Lichttherapie bei saisonalabhänigen Depressionen

Isabella Heuser & Wolfram E. Severus

Wer im Winter gerne Schokolade isst, am Tag schlafen möchte und neben Antriebslosigkeit von Heißhunger-Attacken geplagt wird, der leidet eventuell unter einer saisonalabhängigen Depression (SAD). Diese Art der Depression lässt sich besonders gut mit Licht behandeln. Außerdem gibt es erste Hinweise darauf, dass diese Form der Lichttherapie auch bei prämenstruellen dysphorischen
Störungen helfen könnte.

Der Wechsel zwischen Licht und Dunkelheit scheint die innere Uhr des Menschen zu beeinflussen. Diese sitzt in einem bestimmten Hirnareal, dem Nucleus suprachiasmaticus (NSC). Unsere innere Uhr, die sehr präzise arbeitet, steuert die Ausschüttung eines bestimmten Hormons aus der Zirbeldrüse, des Melatonins. Dieses Hormon reguliert die so genannte circadiane Rhythmik (Schlaf-Wach-Verhalten). Im Normalfall wird das körpereigene Melatonin bald nach Anbruch der Dunkelheit vermehrt ausgeschüttet, erreicht seinen Höhepunkt während der Mitte der Nacht, zwischen zwei und vier Uhr morgens, um dann während der zweiten Nachthälfte allmählich abzufallen.

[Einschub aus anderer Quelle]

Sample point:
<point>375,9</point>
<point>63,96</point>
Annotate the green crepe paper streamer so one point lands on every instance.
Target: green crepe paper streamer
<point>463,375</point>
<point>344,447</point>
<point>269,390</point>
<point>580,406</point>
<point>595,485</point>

Der Wechsel zwischen Licht und Dunkelheit, wie er über den Tag vonstatten geht und über elektrische Signale von photoreceptiven Einheiten der Netzhaut der Augen dem NSC gemeldet wird, kann den zeitlichen Ablauf, das „timing“, dieses endogenen Rhythmus modifizieren. Des Weiteren können schon kurze Perioden von normal hellem fluoreszierendem Licht (200 bis 400 Lux) die Melatonin-Ausschüttung hemmen. Sowohl körpereigenes Melatonin als auch die Einnahme der Substanz, die man in den USA im Supermarkt kaufen kann, hat schlafanstoßende Wirkung. Dies ist eine der Erklärungen für die Tatsache, dass wir bei Dunkelheit tendenziell leichter Schlaf finden als bei intensivem Licht. Ferner sind Desynchronisationen dieser komplexen Steuerung für die Störungen des Schlaf-Wach-Rhythmus, wie sie bei Schichtarbeitern anzutreffen sind, mitverantwortlich.


Einsamkeit, Giorgio de Chirico (Bild: KHI)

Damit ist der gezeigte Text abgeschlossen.